Formal Cultural Region
a region that is linked by a particular activity or function, such as transportation system or an economic activity, and organized around a central point, or node, which is connected to places within the region.
Cultural adaptation
adjusting to a translation based on the cultural environment of the target language.
Folklore
an area whose defining characteristic, such as climate or the nationality of people who live there is found throughout the region.
Cultural traits
behaviors passed from one generation to another including customs, language, religion, and skills.
Folk songs
composed anonymously and transmitted orally. A song that is derived from events in daily life that are familiar to the majority of the people; songs that tell a story or convey information about daily activities such as farming, life cycle events, or mysterious events such as storms and earthquakes.
Folk house
houses that reflect cultural heritage, current fashion, functional needs, and the impact of environment.
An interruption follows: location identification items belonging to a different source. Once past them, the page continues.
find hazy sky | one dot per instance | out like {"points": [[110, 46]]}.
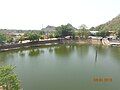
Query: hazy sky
{"points": [[35, 14]]}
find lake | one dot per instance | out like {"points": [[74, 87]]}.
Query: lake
{"points": [[66, 67]]}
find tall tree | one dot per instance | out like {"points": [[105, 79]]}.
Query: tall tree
{"points": [[2, 38], [8, 79], [64, 30]]}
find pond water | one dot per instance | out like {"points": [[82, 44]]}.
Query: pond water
{"points": [[66, 67]]}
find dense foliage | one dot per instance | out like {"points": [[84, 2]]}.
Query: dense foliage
{"points": [[8, 79], [2, 38]]}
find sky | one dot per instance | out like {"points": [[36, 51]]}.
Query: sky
{"points": [[37, 14]]}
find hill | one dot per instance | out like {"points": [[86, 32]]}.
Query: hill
{"points": [[113, 25]]}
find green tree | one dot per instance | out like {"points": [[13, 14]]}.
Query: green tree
{"points": [[8, 79], [2, 38], [103, 33], [83, 31], [33, 37], [22, 38], [9, 39], [64, 30]]}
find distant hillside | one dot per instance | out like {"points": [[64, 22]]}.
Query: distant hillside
{"points": [[113, 25], [48, 29]]}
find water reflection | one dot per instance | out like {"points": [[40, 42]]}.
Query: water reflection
{"points": [[50, 50], [64, 51], [21, 53], [115, 53], [96, 56], [82, 50], [34, 52]]}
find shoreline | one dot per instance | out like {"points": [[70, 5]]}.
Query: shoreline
{"points": [[4, 48]]}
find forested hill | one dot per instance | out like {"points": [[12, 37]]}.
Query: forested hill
{"points": [[113, 25]]}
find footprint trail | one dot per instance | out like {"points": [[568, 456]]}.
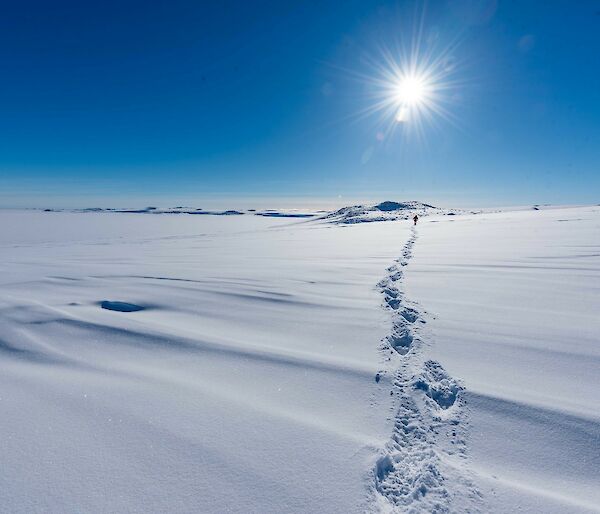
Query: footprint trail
{"points": [[423, 466]]}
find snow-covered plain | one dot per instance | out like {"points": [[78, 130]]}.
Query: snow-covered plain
{"points": [[176, 363]]}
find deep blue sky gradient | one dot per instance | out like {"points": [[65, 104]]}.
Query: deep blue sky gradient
{"points": [[147, 102]]}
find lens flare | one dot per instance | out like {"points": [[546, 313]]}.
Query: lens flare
{"points": [[413, 85]]}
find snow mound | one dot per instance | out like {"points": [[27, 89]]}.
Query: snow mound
{"points": [[384, 211]]}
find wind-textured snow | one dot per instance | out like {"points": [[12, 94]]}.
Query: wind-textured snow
{"points": [[265, 364]]}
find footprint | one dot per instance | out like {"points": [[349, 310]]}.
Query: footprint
{"points": [[435, 382], [401, 340], [410, 315], [120, 306]]}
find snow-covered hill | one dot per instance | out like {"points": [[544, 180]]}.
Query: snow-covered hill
{"points": [[385, 211]]}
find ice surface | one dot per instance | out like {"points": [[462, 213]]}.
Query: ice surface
{"points": [[265, 364]]}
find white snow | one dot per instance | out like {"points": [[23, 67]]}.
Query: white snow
{"points": [[265, 364]]}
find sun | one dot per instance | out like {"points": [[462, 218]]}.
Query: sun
{"points": [[414, 85], [411, 90]]}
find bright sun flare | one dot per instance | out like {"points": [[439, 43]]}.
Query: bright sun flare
{"points": [[411, 91]]}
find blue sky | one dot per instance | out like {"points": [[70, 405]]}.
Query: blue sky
{"points": [[127, 102]]}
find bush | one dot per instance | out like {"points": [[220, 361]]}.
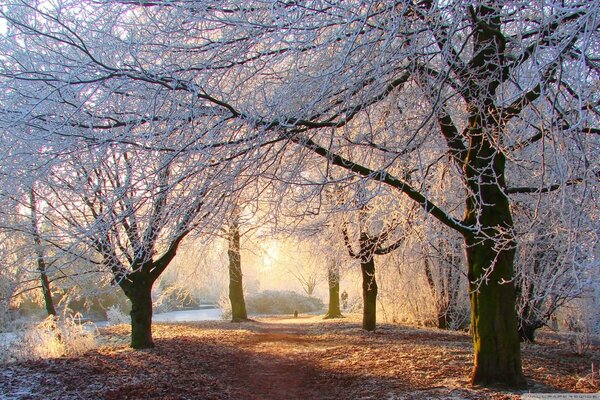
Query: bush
{"points": [[281, 302], [50, 338]]}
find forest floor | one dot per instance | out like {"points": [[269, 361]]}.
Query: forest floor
{"points": [[294, 358]]}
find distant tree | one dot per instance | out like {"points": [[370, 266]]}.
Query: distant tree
{"points": [[333, 280], [369, 245], [39, 253]]}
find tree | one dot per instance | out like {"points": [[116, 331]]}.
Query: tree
{"points": [[333, 281], [369, 245], [236, 288], [134, 224], [39, 252], [487, 85]]}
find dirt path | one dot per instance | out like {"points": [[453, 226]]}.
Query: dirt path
{"points": [[286, 359]]}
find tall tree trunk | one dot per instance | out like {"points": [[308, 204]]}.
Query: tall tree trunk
{"points": [[140, 295], [369, 294], [236, 288], [333, 278], [48, 300], [41, 261], [490, 260]]}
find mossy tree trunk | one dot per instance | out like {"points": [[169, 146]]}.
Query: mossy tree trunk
{"points": [[369, 289], [140, 295], [333, 278], [490, 258], [39, 252], [369, 246], [236, 288]]}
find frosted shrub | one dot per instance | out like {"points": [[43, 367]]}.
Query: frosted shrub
{"points": [[282, 302], [115, 316], [51, 338]]}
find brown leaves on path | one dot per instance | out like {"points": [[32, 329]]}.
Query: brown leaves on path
{"points": [[278, 358]]}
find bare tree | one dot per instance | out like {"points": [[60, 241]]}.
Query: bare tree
{"points": [[504, 90], [369, 245]]}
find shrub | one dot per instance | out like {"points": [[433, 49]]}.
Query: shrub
{"points": [[281, 302]]}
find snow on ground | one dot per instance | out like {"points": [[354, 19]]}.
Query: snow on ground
{"points": [[288, 358]]}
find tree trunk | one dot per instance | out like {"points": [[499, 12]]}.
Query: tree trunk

The form of each house is related in part to environmental as well as social conditions.
Transculturation
occurs when two cultures of just about equal power or influence meet and exchange ideas or traits without the domination seen in acculturation and assimilation.
Cultural imperialism
spread or advance of one culture at the expense of others or imposition on other cultures which it modifies, replaces, or destroys.
Acculturation
the adoption of cultural traits, such as language, by one group under the influence of another.
Culture
the body of customary beliefs, social forms, and material traits that together constitute a group's distinct tradition.
Cultural realm
the combination of several cultural regions
Functional Cultural Region
the cultural practices and customs of a traditional, homogenous society that lives in a single geographic area .
Assimilation
the final completion of the cultural acculturation process, when a culture group loses all its original traits and becomes fully a part of a different , dominating culture.
Contagious diffusion
the rapid, widespread diffusion of a feature or trend throughout a population.
Expansion diffusion
the spread of a feature or trend among people from one aea to another in a snowballing process.
Cultural diffusion
the spread of culture
Cultural ecology
the study of the relationship between a culture group and the natural environmental it occupies.
Sequent occupance
theory that a place is occupied by different groups of people, each group leaving an imprint on the place from which the next group learns.
Traditional architecture
traditional building styles of different cultures, religions, and places.